Tomamos o caminho mais longo para admirar as cercas de varas, que ainda reinam absolutas - nenhum muro ou arame farpado. As varas, aparadas com tanto capricho, quase anulam o dito popular nordestino: “cego é quem não enxerga por uma cerca de varas”
Depois do almoço sertanejo na casa de meu tio que mora, bem podemos dizer, na última casa do Ceará, limpamos a mesa e trocamos pratos por xícaras de tomar café. Mais cafezeiros que nós, ele me disse que às vezes passam seis garrafas de café, bem doce, no dia. Ao nosso lado, seis crianças aflitas para saber sobre esse povo que chegara de tão longe. Queriam nos levar para passear, por sorte, porque era o que queríamos também. Minha irmã, que não terminara o café, optou por carregar consigo a xícara e o café, causando riso geral. A atitude secou a inibição das crianças que se agarraram a nós, fazendo-nos íntimos nas bobeiras. Talvez os adultos achassem estranho nos mostrar a casa de farinha.... Orgulhosamente, fomos apresentados à imensa chapa e o rodo que reviram e secam a farinha, aprendemos até os sestros. O motor que espreme a massa – já dispensaram o jugo e a canga do boi –, o local onde se sentam as raspadeiras de mandioca. Ruidosamente nos contaram sobre a festa que é o desmanche da mandioca, atividade muito rústica e pesada que reúne o pequeno povoado de Pedrinhas. “Ô Adriana, tem farinha lá em casa, venha vê, venha”.

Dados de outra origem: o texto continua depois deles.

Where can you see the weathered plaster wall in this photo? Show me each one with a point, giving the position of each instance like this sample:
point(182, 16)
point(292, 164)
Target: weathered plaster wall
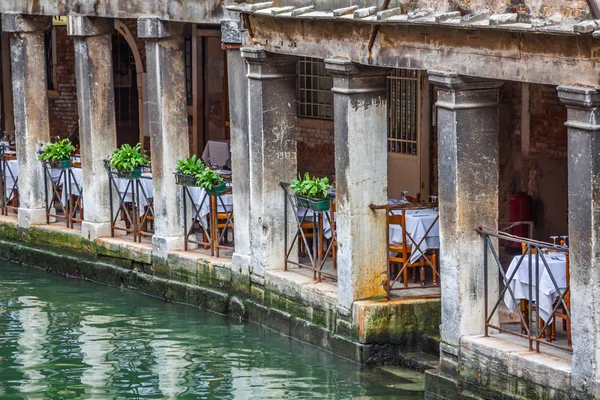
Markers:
point(62, 102)
point(206, 11)
point(316, 151)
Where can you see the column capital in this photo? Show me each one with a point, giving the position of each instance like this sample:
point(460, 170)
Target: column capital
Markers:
point(455, 82)
point(352, 78)
point(14, 23)
point(264, 65)
point(155, 28)
point(583, 107)
point(579, 97)
point(231, 32)
point(80, 25)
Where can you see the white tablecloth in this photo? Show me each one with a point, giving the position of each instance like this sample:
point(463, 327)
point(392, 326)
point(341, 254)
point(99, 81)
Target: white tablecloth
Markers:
point(548, 294)
point(217, 153)
point(309, 218)
point(417, 224)
point(12, 173)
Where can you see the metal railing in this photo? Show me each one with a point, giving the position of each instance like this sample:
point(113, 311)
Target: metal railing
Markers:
point(317, 251)
point(213, 226)
point(535, 254)
point(59, 195)
point(10, 193)
point(416, 246)
point(135, 208)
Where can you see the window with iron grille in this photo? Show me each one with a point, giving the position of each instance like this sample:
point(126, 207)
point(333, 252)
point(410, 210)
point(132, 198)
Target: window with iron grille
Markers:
point(403, 121)
point(315, 99)
point(188, 71)
point(49, 42)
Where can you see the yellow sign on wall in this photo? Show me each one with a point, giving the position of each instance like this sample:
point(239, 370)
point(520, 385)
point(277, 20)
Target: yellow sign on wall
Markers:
point(59, 20)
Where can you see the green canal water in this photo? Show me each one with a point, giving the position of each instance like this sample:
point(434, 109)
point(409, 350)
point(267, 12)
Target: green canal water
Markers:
point(66, 338)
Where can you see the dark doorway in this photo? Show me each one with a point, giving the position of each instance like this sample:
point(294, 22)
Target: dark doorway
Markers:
point(126, 92)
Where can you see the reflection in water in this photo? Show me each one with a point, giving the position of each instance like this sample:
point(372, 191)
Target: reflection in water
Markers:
point(95, 342)
point(34, 323)
point(73, 339)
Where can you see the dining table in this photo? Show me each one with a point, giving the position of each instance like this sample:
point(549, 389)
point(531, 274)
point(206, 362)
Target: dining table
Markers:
point(418, 223)
point(548, 293)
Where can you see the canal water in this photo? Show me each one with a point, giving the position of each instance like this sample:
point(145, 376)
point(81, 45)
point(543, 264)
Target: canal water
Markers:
point(66, 338)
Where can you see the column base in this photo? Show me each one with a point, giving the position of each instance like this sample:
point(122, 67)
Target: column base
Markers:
point(95, 230)
point(162, 245)
point(241, 262)
point(27, 217)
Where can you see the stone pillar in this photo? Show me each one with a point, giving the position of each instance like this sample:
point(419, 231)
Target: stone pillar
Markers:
point(583, 125)
point(468, 195)
point(360, 120)
point(167, 114)
point(240, 148)
point(97, 126)
point(28, 64)
point(272, 155)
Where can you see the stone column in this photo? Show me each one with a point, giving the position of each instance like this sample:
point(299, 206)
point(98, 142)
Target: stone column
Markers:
point(583, 125)
point(468, 196)
point(272, 155)
point(167, 114)
point(360, 120)
point(240, 148)
point(97, 126)
point(28, 64)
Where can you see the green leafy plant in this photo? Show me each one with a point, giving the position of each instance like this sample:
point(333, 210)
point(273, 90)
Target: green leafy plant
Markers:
point(61, 150)
point(190, 166)
point(128, 158)
point(314, 187)
point(208, 178)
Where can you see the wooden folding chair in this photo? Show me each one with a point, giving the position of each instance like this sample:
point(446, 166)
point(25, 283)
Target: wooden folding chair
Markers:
point(403, 252)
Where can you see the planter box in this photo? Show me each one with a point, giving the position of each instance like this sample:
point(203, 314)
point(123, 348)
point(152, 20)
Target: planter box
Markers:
point(185, 179)
point(61, 164)
point(319, 205)
point(135, 174)
point(217, 190)
point(302, 201)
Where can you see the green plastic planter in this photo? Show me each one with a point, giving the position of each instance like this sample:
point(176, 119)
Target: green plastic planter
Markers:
point(302, 201)
point(135, 174)
point(217, 190)
point(61, 164)
point(185, 179)
point(319, 205)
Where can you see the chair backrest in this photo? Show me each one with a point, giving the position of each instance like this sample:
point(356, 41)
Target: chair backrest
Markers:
point(398, 219)
point(416, 199)
point(524, 249)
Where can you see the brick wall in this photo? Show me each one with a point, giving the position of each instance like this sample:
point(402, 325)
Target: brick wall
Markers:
point(316, 152)
point(62, 103)
point(543, 172)
point(548, 115)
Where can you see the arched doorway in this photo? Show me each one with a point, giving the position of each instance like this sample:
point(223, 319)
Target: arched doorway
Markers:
point(128, 73)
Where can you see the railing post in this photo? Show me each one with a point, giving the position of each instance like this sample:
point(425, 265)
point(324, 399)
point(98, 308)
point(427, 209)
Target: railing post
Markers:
point(485, 281)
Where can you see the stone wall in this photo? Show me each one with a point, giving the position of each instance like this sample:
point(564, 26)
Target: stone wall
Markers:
point(316, 153)
point(62, 102)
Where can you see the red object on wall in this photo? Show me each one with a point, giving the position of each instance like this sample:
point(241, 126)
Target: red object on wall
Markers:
point(521, 205)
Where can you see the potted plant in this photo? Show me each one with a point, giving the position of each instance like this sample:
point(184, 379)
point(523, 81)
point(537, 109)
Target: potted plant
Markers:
point(312, 192)
point(127, 161)
point(58, 154)
point(211, 182)
point(187, 169)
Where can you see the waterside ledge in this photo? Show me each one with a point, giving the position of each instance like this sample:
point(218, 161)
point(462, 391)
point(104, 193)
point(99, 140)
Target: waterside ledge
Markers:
point(400, 332)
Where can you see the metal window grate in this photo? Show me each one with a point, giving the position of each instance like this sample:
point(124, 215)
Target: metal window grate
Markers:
point(315, 99)
point(188, 71)
point(48, 50)
point(403, 126)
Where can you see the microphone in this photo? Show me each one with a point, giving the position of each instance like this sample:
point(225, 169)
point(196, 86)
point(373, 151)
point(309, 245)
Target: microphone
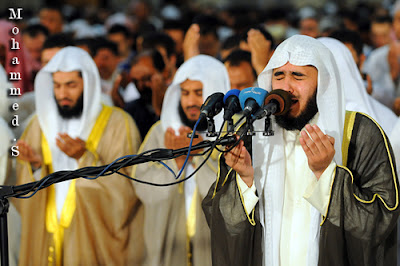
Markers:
point(213, 105)
point(231, 103)
point(251, 99)
point(277, 102)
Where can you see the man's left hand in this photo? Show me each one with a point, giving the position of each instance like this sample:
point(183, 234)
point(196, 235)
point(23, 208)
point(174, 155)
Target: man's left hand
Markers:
point(319, 149)
point(74, 148)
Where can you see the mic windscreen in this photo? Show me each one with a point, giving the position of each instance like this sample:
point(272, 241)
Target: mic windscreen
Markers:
point(213, 104)
point(283, 99)
point(255, 93)
point(234, 92)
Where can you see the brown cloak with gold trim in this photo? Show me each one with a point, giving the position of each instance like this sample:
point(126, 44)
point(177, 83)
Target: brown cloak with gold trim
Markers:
point(360, 226)
point(106, 227)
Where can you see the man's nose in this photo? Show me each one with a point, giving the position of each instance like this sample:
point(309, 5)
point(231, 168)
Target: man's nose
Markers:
point(191, 99)
point(286, 85)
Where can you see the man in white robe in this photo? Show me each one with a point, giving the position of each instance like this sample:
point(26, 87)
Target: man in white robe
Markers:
point(176, 232)
point(79, 221)
point(322, 191)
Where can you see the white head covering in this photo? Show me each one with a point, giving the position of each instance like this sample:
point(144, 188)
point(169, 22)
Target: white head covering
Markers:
point(204, 68)
point(269, 152)
point(67, 59)
point(357, 99)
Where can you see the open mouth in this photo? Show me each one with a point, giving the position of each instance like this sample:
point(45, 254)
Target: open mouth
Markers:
point(294, 101)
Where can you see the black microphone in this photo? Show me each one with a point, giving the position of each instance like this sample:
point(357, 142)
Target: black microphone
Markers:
point(231, 103)
point(251, 99)
point(277, 102)
point(213, 105)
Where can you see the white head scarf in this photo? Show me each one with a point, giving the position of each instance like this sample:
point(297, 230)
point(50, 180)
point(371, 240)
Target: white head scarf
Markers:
point(357, 99)
point(211, 72)
point(67, 59)
point(269, 152)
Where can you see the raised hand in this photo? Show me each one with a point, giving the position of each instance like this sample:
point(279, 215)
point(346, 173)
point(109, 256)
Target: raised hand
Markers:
point(239, 160)
point(319, 149)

Tomamos o caminho mais longo para admirar as cercas de varas, que ainda reinam absolutas - nenhum muro ou arame farpado. As varas, aparadas com tanto capricho, quase anulam o dito popular nordestino: “cego é quem não enxerga por uma cerca de varas”. Acharam ridículo a gente se confundir entre cacimbas, cacimbões, poços e cisternas – deve ser algo comparado a estupidez de não se saber a diferença entre uma torneira e um copo de água.
De volta à casa, outra garrafa de café fresquinho e uma massa linda descansando: massa puba e milho, melaço de rapadura, castanha de caju, erva doce e bem docinho. Minha prima vai deitando colheradas dessa massa numa frigideira untada. Um disco para cada pessoa e mais café, foi a merenda da tarde. Voltamos do primeiro passeio como velhos amigos, a pequena distância entre o almoço e a merenda nos fez conhecidos na vizinhança e entendedores da rotina do vilarejo.

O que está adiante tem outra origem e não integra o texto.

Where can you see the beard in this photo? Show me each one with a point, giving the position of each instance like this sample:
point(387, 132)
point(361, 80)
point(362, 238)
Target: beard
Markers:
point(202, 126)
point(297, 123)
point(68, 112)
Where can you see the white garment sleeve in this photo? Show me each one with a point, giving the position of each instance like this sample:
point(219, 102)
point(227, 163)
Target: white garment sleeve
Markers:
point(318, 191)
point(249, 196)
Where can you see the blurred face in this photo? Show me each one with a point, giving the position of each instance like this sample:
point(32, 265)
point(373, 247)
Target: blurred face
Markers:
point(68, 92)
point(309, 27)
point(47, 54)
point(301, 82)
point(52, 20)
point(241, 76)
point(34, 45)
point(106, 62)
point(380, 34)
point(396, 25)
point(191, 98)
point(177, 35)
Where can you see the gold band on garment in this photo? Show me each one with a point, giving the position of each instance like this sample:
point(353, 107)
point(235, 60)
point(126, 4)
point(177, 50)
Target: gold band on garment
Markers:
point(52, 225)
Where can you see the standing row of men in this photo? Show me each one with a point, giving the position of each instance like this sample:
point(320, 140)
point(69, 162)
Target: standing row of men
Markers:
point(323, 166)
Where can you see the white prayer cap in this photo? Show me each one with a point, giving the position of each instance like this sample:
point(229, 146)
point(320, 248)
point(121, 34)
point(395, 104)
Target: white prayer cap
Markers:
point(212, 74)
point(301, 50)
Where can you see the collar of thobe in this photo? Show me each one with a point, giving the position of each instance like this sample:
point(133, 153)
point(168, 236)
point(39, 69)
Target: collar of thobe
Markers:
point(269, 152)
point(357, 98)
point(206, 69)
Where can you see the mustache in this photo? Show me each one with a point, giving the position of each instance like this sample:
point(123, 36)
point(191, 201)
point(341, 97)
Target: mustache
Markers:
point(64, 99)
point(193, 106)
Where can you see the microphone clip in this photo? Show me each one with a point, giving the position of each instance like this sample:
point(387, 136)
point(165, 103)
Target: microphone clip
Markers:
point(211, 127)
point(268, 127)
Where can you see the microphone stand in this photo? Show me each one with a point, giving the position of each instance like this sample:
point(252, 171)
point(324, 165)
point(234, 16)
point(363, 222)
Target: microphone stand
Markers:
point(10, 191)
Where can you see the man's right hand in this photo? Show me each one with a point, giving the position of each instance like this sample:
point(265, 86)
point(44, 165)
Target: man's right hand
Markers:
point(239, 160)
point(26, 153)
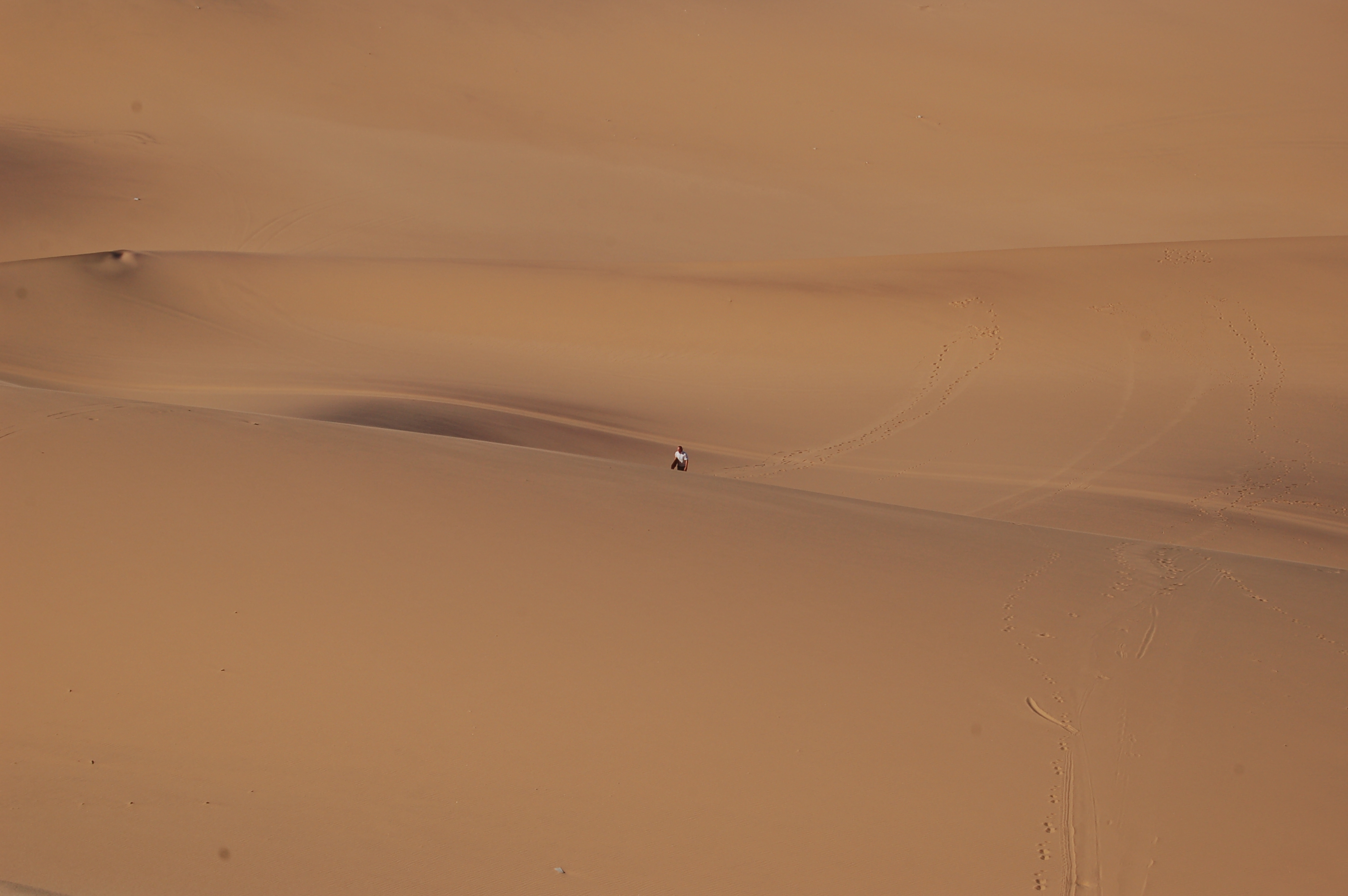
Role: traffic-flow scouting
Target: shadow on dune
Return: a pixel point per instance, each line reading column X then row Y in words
column 19, row 890
column 486, row 425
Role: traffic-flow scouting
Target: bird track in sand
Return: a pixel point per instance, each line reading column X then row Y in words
column 910, row 413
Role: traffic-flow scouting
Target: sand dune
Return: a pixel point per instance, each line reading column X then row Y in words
column 261, row 651
column 666, row 131
column 1188, row 394
column 343, row 352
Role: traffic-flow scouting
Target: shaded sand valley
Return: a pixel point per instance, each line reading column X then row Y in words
column 344, row 349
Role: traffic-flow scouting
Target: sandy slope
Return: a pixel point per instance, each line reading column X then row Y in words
column 362, row 661
column 344, row 345
column 666, row 131
column 1189, row 394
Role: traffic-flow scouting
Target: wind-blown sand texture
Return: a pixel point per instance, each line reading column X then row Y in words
column 344, row 348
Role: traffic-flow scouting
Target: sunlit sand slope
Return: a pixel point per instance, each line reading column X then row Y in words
column 1189, row 394
column 666, row 131
column 251, row 654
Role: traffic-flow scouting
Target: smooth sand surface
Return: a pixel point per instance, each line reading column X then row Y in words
column 344, row 348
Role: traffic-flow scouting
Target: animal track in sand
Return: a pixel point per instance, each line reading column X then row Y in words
column 1184, row 256
column 1277, row 479
column 1320, row 637
column 912, row 413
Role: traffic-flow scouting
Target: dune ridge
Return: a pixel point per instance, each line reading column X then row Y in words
column 344, row 348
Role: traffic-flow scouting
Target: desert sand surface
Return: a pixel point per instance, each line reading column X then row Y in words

Os adultos, sempre tão preocupados em dar conforto e receber consideração, se esquecem da beleza que existe na franqueza de se mostrar tal como se é.
Convivermos alguns dias com crianças simples, corajosas e amáveis plantou uma tristeza irrefutável em nossos corações. Entender que: “Ô Adriana, se ocê num morá aqui, a gente nunca mais se vê”.